Outside of creating that, it is what outsourced tools can you use to hit that part of the lowest hanging fruit? For me, some people in industries and that's why there's no real one, ScaleX is a great tool for small sales teams because you're able to increase output. Writing all those emails is difficult. It takes up a lot of my time. How do I automate that in a genuine, authentic way? A CRM system. There are integrations with CRMs that are worth their weight in gold because you can see and more importantly your executive team can see status updates. There are plenty of them. They all offer a boatload of integrations. Figure out which one works best for you. As a team looking to grow, figure out what your budget is what tools can maximize that budget. It's more about places that I congregate for ideas that are invaluable, AppSumo, GrowthTools.com. There are a few others where that is where innovation is happening, lifetime deals or memberships were not that expensive and as a small business, how can I leverage that to maximize my ROI on my time?

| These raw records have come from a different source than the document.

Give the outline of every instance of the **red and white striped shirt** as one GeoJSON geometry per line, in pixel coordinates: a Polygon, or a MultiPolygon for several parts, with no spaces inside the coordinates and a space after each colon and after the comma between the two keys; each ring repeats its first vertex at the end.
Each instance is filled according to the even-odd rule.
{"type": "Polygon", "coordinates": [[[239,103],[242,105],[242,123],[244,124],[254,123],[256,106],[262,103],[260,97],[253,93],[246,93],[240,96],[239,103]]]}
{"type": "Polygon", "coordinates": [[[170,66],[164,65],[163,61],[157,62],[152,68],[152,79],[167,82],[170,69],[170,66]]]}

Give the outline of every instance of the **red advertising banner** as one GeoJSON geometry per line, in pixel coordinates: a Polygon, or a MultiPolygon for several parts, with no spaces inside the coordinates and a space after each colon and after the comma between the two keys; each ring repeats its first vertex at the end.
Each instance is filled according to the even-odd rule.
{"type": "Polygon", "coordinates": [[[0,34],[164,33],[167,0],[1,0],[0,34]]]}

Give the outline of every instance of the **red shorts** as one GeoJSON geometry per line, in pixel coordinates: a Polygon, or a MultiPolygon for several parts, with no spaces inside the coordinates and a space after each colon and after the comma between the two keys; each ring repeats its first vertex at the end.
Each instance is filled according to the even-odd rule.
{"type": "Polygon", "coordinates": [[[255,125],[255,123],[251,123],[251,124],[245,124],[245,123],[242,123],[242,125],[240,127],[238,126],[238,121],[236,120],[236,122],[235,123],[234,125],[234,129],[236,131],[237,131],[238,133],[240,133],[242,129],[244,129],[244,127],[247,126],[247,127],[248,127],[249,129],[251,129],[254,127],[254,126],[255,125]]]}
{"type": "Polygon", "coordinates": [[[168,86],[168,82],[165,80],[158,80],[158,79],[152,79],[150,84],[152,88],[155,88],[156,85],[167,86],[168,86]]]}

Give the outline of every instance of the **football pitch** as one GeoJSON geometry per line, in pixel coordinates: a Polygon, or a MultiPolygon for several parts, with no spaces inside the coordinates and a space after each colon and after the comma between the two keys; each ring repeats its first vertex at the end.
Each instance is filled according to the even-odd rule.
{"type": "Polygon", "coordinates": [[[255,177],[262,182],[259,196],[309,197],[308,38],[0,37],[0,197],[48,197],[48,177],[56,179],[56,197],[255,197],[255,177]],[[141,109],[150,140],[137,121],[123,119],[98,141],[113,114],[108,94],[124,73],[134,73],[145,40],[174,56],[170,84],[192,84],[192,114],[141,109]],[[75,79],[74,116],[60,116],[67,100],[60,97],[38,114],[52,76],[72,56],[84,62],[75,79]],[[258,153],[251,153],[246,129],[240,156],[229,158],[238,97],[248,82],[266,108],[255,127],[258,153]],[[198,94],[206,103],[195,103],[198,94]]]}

There's this company that will customize the website based on the individual customer that comes in on their IP address. It's $99 a month. You would think it's something that's out of this Earth to pay for. Hyperise is the name of the company. It will do a YouTube video. You can have someone holding a piece of paper and as it moves, it can have the customer's website on the page. It will change the type of, “Chad, welcome to the site.” It doesn't require deep levels of programming is the neat thing because you would think you'd have to do “if this and that” and it would be messy. At a $99 price point, you can get these things launched within a few hours instead of weeks or months. That's where it's headed.
It's about hacking your time. As I've gone through my career and you being an entrepreneur of multiple entities and things that you have your fingers in, time is the most valuable commodity. How do you maximize your time and effort? There are tools out there. Some of them, the price point is too low for you not to give it a chance.
This has been fabulous. There are many soundbites from this discussion that we'll have a few of these clips like we had of Nick that we'll send to you. Thank you for investing the time, John. John Turns, VP of Strategy from Seisan. Check it out. We appreciate the time and it’s a fabulous conversation. I'm talking to your CEO. I look forward to that conversation too.
Thank you for having me, Chad. Take care and any time you want to talk tech, I'm more than happy to jump on.
Thank you for your time, John. We are out.